Réserve héréditaire : une protection qu’il est difficile de contourner?

Par Me Laurent GIMALAC, Avocat spécialiste Docteur en droit privé




La réserve héréditaire permet de protéger les héritiers en empêchant le « de cujus » de les écarter de sa succession.

La France reste pour le moment attachée à cette protection et ne souhaite pas la supprimer à brève échéance.

Interrogée sur l’avenir de la réserve héréditaire (qui est rapportée à l’article C. civ., art. 913), la garde des Sceaux a rappelé qu’il n’est pas envisagé d’en modifier la portée (v. Rép. min. à QE n° 118960, JOAN Q. 7 févr. 2012, p. 1118, RLDC 2012/91, En bref, p. 56) et ce, malgré la ratification du règlement sur les successions internationales.

Pour autant, cela n’a pas dissuadé certaines personnes d’essayer de contourner cette sacro-sainte règle avec plus ou moins de bonheur. On verra en effet que la jurisprudence veille au strict respect des droits des héritiers réservataires.


I - LE LEG DOIT RESPECTER LA RÉSERVE HÉRÉDITAIRE


Un leg ne saurait justifier le contournement des règles successorales, et notamment empiéter sur la réserve.


Un arrêt de la Cour de cassation a été rendu au visa de l’art. 913 du Code civil, dans sa rédaction antérieure à celle issue de la loi du 23 juin 2006 lequel indique qu’aucune disposition testamentaire ne peut modifier les droits que les héritiers réservataires tiennent de la loi.


La Cour casse l’arrêt de la cour d’appel rappelant que l’on ne peut renoncer tacitement à ses droits d’héritier réservataires en présence d’un leg :


"Pour confirmer le jugement ayant débouté M. X de sa demande, après avoir constaté qu'il avait demandé personnellement le règlement du montant des sommes faisant l'objet du legs à l'organisme en charge de leur gestion, l'arrêt d'appel retient que si M. X entend faire protéger son droit d’héritier réservataire pour limiter les effets du legs à la quotité disponible, il n'a pas entendu user de cette faculté lors des opérations de liquidation de la succession de sa mère de sorte qu'il ne peut s'en prévaloir dans cette instance alors que la succession de sa mère est close et qu'il l'a acceptée. En se déterminant ainsi, alors qu'il résultait de ses propres constatations que M. X n’avait pas mis les biens légués à la disposition de la communauté, de sorte qu’il ne pouvait en être déduit qu'il eût renoncé au droit d'exiger le cantonnement du legs à la quotité disponible, la cour d'appel n'a pas tiré de ses constatations les conséquences légales qui en découlaient" (Cass. Civ. 1re, arrêt n° 850 du 11 sept. 2013, pourvoi N° 12-11.694)

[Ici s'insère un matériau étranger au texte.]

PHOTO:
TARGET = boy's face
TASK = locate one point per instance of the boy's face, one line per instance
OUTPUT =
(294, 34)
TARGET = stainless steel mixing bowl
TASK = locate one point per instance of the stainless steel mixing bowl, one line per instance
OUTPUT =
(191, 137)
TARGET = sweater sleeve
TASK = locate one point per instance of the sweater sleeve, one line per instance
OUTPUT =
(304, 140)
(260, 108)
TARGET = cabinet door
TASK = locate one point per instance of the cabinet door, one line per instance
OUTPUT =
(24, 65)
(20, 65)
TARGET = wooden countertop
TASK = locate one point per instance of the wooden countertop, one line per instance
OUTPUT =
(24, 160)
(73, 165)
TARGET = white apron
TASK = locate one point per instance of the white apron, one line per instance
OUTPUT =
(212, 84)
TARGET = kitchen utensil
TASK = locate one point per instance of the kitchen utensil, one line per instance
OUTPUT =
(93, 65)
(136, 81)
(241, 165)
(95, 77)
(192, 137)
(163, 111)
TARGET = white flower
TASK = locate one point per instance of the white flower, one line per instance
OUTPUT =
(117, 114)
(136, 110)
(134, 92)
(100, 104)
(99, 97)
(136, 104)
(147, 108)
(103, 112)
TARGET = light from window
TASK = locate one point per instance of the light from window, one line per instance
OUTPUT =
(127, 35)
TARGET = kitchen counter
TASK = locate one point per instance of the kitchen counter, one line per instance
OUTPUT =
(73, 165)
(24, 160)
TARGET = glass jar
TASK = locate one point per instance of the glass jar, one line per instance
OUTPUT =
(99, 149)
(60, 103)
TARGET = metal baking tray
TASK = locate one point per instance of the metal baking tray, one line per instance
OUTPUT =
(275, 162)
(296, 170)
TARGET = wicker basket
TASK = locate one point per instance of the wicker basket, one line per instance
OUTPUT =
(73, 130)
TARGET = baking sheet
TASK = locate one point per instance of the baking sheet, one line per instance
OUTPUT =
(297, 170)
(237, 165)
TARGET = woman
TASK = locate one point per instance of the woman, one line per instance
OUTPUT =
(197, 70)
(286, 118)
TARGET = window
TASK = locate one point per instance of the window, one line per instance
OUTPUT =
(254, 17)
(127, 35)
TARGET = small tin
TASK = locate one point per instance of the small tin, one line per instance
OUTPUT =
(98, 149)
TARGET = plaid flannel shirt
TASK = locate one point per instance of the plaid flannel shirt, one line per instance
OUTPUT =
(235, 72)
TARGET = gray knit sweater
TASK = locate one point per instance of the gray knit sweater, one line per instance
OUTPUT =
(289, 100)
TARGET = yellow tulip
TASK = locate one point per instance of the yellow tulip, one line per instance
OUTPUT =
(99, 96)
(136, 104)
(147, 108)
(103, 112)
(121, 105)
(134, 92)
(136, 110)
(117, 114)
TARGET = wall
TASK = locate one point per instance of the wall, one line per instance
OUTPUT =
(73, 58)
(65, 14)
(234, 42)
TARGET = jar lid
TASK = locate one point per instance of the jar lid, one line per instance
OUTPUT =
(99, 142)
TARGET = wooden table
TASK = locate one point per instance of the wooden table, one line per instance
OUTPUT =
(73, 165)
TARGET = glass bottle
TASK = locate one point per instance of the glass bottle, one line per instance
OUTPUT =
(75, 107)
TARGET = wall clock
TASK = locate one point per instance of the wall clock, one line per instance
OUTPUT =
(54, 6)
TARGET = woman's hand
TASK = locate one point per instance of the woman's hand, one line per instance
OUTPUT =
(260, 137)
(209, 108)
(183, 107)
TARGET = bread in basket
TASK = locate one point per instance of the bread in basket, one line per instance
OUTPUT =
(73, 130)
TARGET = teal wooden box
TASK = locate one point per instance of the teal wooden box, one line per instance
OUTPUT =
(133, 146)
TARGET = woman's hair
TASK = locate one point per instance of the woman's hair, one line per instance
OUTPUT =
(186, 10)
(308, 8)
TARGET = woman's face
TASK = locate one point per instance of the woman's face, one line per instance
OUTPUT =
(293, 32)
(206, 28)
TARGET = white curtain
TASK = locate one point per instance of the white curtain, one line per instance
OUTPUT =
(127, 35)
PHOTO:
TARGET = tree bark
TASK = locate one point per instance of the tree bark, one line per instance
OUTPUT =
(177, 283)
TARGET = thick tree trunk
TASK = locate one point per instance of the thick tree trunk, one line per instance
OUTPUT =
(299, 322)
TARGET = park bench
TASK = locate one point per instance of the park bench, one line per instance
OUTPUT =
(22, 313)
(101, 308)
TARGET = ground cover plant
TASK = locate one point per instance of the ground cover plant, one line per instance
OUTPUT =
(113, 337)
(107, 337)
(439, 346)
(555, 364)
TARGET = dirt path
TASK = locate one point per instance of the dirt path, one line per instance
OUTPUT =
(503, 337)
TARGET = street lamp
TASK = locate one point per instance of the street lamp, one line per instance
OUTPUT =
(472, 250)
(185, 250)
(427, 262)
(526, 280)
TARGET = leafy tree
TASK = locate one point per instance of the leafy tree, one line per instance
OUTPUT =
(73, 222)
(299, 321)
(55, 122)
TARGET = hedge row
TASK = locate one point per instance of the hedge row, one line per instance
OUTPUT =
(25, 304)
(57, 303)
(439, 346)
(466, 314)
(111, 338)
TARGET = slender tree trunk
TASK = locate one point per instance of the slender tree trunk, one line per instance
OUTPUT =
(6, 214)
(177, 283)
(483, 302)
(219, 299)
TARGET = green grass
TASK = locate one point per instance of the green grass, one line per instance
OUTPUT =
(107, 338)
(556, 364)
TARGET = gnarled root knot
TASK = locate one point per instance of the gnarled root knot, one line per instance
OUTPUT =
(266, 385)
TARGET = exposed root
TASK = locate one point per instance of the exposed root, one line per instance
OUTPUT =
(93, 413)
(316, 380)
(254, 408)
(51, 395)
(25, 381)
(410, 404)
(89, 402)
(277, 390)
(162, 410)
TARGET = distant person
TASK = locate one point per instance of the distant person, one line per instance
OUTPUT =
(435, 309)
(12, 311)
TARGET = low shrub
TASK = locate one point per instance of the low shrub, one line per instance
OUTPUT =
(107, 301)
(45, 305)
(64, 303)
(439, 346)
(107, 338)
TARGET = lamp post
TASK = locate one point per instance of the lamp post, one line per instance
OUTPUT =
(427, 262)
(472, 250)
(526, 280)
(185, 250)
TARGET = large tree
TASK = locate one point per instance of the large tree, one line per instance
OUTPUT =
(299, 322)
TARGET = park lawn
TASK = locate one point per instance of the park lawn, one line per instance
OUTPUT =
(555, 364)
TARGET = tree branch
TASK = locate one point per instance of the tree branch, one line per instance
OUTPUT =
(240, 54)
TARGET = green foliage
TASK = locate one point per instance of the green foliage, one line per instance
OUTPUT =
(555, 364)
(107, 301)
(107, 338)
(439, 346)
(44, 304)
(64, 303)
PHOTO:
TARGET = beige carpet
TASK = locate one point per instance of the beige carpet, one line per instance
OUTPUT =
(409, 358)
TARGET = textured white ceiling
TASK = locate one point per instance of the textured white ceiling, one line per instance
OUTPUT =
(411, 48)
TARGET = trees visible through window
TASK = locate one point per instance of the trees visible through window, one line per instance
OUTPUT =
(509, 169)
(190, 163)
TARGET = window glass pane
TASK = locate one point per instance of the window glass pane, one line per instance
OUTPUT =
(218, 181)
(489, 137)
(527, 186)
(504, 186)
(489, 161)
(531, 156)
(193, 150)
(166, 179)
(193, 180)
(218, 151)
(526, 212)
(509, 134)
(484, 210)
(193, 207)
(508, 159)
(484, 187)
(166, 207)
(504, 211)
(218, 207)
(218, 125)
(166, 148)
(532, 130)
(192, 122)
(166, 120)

II - LE CALCUL DE LA RÉSERVE HÉRÉDITAIRE EST AUSSI D’ORDRE PUBLIC


Un autre moyen astucieux de contourner la règle serait d’adopter des règles de calcul plus favorables à l’héritier devant rapporter sa donation à la masse partageable.

Mais là encore, la jurisprudence veille et refuse toute entorse au règlement.

En l’espèce, l’acte notarié de donation stipulait, dans un paragraphe intitulé «  apport" : "les parties conviennent que les valeurs comprises dans la présente donation seront évaluées à la date de ce jour pour l'imputation et le calcul de la réserve auxquels il y aura lieu éventuellement de procéder lors du règlement de la succession du survivant des donateurs".

La cour d’appel de Douai rappelle avec fermeté qu’une telle clause est nulle pour violation des dispositions d’ordre public de l’art. 922 du Code civil lequel impose, pour le calcul de la réserve, que les biens objets de la donation soient fictivement réunis aux biens de la succession d’après leur état à l’époque de la donation et leur valeur à l'ouverture de la succession (Cour d'appel de Douai, Ch. 1, sect. 1, 28 août 2014, RG 13/04221).

On ne saurait donc être trop prudent en essayant de contourner les règles de succession, un contentieux risque de naître de la volonté de privilégier un héritier par rapport à un autre si les dispositions du code civil ne sont pas scrupuleusement respectées.